Capitanati da Gianfranco Pagliarini – primo firmatario della mozione anti-tasse e unico tra i candidati sindaci ad apporre pubblicamente il suo placet – la squadra dei dieci irriducibili «contro lo Stato paternalista che risucchia le risorse dei cittadini» si è formalmente impegnata a tutelare i contribuenti milanesi in caso di elezione. Le parole d'ordine della campagna seguono tre indicazioni: riduzione della spesa pubblica comunale, pareggio di bilancio e nessuna addizionale comunale o altra nuova imposta. «Mi sono impegnato a non aumentare le tasse – attacca Pagliarini – ma se devo indicare dei tagli da fare, a Milano gli esempi non mancano. Penso al Teatro degli Arcimboldi o alle società partecipate in cronico deficit, alla moltiplicazione delle poltrone e degli incarichi, al patrimonio della case Erp di proprietà comunale, allo stipendio dei presidenti dei Consigli di zona, 3.500 euro mensili. Occorre insomma razionalizzare le spese e, soprattutto, privatizzare i servizi a garanzia di una gestione efficiente».

In lista con Pagliarini, Stefano Bisogni ricorda che «abbiamo la più alta fiscalità d'Europa e il terzo debito pubblico al mondo: troppe tasse e poco sviluppo per chi non vive di espedienti statali». Lo slogan populista di Tea Party Italia è riuscito però là dove la politica fallisce quotidianamente, mettendo insieme le firme di candidati in corsa per schieramenti opposti. «Siamo da sempre in prima linea nella battaglia in favore delle privatizzazioni – conferma Lorenzo Lipparini, della lista Bonino-Pannella nella coalizione per Giuliano Pisapia sindaco – il pubblico deve mantenere il ruolo del controllore, stabilire degli standard e coordinare la pianificazione territoriale. Non ci può essere commistione tra chi possiede e chi controlla. Da dove iniziare? Informatizzazione della P.A. e vendita delle quote nelle partecipate». Sulla stessa lunghezza d'onda Stefano Marani Tassinari, candidato del Nuovo Polo per Milano di Manfredi Palmeri: «È una battaglia centrale contro il "parastato" – spiega – perché c'è un problema strutturale, chi ha in mano il potere non lo molla, e uno sociale, l'occupazione crea consenso.

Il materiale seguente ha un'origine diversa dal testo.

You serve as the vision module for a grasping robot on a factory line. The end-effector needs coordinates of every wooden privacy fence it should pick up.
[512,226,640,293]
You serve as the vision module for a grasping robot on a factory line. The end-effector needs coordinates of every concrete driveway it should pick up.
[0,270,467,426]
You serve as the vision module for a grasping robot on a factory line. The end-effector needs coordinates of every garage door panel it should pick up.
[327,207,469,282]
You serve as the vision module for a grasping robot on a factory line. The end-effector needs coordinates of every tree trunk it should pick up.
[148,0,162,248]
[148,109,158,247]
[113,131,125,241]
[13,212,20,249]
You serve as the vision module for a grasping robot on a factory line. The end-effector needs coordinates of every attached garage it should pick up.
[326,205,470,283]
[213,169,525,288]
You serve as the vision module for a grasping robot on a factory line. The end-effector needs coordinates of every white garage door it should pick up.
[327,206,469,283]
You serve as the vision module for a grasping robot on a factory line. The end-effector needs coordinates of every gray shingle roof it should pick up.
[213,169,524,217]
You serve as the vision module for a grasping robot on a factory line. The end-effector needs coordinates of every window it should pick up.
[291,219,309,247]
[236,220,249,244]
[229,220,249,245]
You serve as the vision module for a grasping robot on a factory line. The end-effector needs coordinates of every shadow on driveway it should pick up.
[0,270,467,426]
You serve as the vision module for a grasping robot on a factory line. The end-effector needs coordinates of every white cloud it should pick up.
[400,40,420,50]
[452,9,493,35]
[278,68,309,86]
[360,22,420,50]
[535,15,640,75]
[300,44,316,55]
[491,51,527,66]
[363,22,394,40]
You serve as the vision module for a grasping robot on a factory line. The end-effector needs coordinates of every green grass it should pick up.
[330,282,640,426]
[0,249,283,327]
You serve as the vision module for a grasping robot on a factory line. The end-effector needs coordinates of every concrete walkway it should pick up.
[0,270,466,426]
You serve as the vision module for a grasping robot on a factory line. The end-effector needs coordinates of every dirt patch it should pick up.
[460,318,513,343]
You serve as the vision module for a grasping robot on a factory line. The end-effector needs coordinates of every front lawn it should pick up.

Abbiamo bisogno quindi di stabilire dei criteri standard di efficienza sulla base dei quali misurare i costi. Esempi di tagli? I vigili. Quanti sono quelli davvero per strada?». Fillipo Totino, in lista Pdl per la Moratti sindaco, riassume un po' per tutti il collante che mette insieme provenienze così diverse: «Il Tea Party svolge un'attività politica tematica. I partiti non sono più luoghi di appartenenza ideologica, ma strumenti per portare avanti singole battaglie». In altre parole, si sale e si scende a consumo, come taxi da utilizzare per brevi tragitti.